I would also recommend to really get your info in writing from vendors on cancellation policies and refunds. I think we were lucky in the sense that we had all this happen at the start of the pandemic when vendors may not have had policies in place so they were more forgiving. But as we are coming up to a year of these restrictions, some vendors might not be as understanding with returning funds or being flexible with rescheduling, etc.
MBPW: What was your experience like with your vendors? Hall, cake, photo, dress, etc. Can you briefly address those experiences?

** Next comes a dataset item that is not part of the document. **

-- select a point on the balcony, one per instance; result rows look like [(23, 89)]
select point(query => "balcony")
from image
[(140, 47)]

C: My experience with my vendors was really great. They all moved to my second date, and then to my second location, without any issue. Exceptions of course, were the DJ and the venue, who both kept our deposits as credit that we can use until the end of 2023. My floral center pieces were unable to be refunded as they had already been ordered, so we had a ton of décor in the backyard, which really made it look beautiful. So we did end up losing some money on florals. One extra thing I will say about you, Mike, we really appreciated that you still treated this as a normal, full scale wedding and provided full photography services! (MBPW note: 💜, thank you!)
MBPW: Final thoughts?
C: It was really stressful to plan a wedding three times during a pandemic, but it ended up really amazing. I feel for anyone currently planning a wedding right now. It's an important moment in your life so it would be a shame if it wasn't something you wanted it to be. But just know, there are a ton of other couples going through the same thing, and lots of advice online on how to cope and pivot. I really hope Covid is over soon so couples can get back to planning weddings without restrictions.
If I hadn't been through some of the process with Christina and just "showed up" on her October wedding day, I wouldn't have known that what I was looking at wasn't the original plan. In other words, it looked like a classy backyard wedding. Christina and her bridesmaids did a wonderful job changing tac and adapting so quickly. Congratulations again, Christina & Chris!